MONROVIA, Montserrado – The National Public Health Institute of Liberia has announced the arrival of about 250,000 rapid testing kits as it battles to contain a rapidly escalating third wave of the COVID-19 pandemic.
As of June 26, Liberia had 1,342 active COVID-19 cases, with 120 documented deaths. Over 56 percent of those active cases were reported over the past week. The U.S. Centers for Disease Prevention and Control has also placed Liberia on its highest alert level for COVID-19, advising travelers to avoid visiting the country.
The arrival of the test kits comes when there have been regular reports of NPHIL releasing COVID-19 test results much later than the 72 hours it promised. The delay in test results has cost outgoing airline travelers hundreds of dollars, as they have been forced to reschedule their flights in the absence of a negative COVID-19 test, a requirement for flying to many countries.
More importantly for the country’s response to increasing cases, if the rapid tests will be used at the airport, it would allow for more effective screening of travelers. Currently, travelers must present evidence of a negative test taken within 72 hours of entering Liberia. However, because the COVID-19 virus can often be undetectable for days after infection, that test can sometimes miss infections. At the airport, travelers are again required to take a COVID-19 test. However, health workers at the airport usually administer a PCR test rather than a rapid antigen test. Travelers are released before the results of the PCR test even arrive, which means even if the result returns positive for the virus, travelers would have been mixing with the general population for several days.

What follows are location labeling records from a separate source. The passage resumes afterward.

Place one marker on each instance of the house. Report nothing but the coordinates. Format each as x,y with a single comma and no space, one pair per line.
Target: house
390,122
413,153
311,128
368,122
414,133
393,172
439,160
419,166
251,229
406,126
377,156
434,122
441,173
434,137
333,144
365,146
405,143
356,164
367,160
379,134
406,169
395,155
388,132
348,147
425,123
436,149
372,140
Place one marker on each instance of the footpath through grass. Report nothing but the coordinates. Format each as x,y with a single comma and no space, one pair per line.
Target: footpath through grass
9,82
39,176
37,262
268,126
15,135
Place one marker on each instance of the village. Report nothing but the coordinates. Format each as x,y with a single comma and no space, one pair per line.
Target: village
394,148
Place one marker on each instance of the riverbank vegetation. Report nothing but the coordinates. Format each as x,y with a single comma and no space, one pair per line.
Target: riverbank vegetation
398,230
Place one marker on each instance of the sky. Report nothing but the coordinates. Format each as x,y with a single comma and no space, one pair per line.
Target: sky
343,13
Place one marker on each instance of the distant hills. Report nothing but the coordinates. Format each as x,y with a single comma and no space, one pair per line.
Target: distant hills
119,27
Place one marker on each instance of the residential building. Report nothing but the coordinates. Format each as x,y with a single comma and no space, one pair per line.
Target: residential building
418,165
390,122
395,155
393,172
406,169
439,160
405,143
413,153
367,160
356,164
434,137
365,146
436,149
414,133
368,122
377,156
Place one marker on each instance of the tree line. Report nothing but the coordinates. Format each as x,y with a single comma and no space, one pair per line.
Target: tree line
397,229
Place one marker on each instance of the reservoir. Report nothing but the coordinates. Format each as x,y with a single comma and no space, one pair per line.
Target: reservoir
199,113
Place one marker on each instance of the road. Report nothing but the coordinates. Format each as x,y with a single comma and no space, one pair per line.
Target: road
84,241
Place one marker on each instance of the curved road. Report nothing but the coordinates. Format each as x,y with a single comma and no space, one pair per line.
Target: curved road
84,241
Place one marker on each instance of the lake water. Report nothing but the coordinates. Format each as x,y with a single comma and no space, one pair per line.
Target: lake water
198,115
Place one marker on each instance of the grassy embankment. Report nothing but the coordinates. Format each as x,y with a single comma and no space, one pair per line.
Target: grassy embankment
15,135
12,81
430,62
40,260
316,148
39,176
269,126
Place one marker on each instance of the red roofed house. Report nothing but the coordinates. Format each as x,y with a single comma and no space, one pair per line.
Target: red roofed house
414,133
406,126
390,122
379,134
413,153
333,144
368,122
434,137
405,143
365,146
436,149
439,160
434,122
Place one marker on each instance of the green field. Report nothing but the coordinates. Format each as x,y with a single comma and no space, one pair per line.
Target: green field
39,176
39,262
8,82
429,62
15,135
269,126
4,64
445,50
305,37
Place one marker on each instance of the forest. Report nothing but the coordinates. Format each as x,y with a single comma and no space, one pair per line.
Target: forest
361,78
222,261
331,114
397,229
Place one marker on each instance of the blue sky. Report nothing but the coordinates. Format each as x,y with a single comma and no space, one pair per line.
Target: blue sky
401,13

NPHIL said the arrival of the rapid testing kits would ease some of these challenges and allow results to be obtained “within 15 minutes after the test is done.”
The public health body also announced that it had moved to address the limited oxygen at the Star Base Treatment Center, where most severe COVID-19 are being treated. NPHIL said it had procured oxygen meant to address the continued influx of patients at the treatment center.

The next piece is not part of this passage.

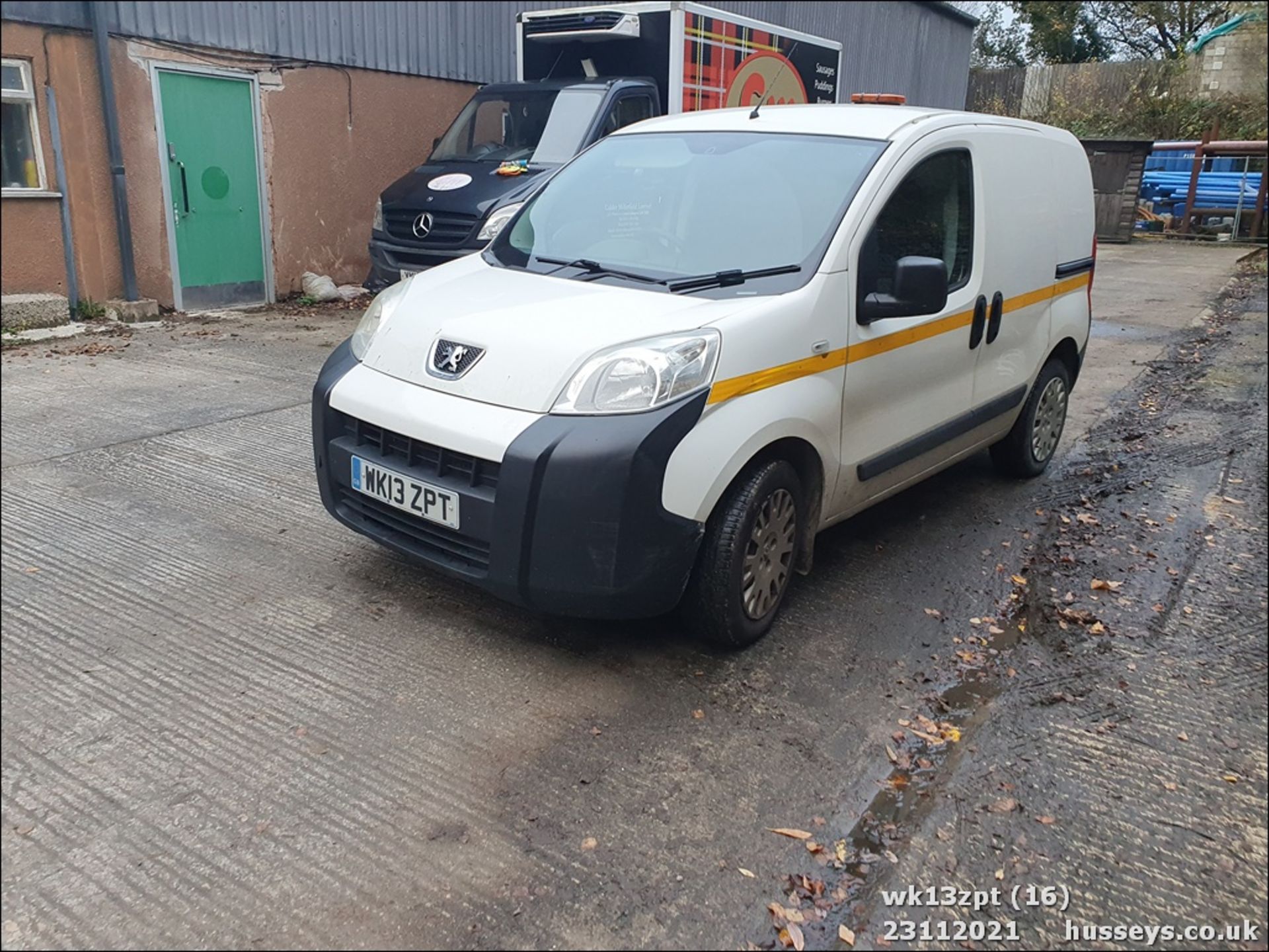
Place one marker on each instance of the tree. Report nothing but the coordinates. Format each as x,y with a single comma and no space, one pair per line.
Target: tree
1155,30
998,42
1061,31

NPHIL also announced in its press release that it expected more vaccines to soon arrive in Liberia. As cases have surged and news of deaths has been circulating, the demand for vaccines has increased. Long queues have been forming daily at vaccination sites. NPHIL said there are still enough AstraZeneca vaccines for people who already took the first dose.
“The IMS [Incident Management System] is expected to receive an additional 96,000 doses of the AstraZeneca vaccines within the next two weeks,” the press release indicated.
The gesture to receive the additional AstraZeneca vaccines comes through the COVAX facility, with support from the Global Alliance for Vaccines and Immunization and the African Center for Disease Control.
Liberia already received the first 96,000 doses in April.
Meanwhile, the government has announced that Liberia will soon receive 386,000 Johnson & Johnson COVID-19 vaccines with support from the World Bank. The Johnson & Johnson vaccines only require one dose and will be a significantly faster way to provide immunity to the Liberian population than the two-dose AstraZeneca vaccines.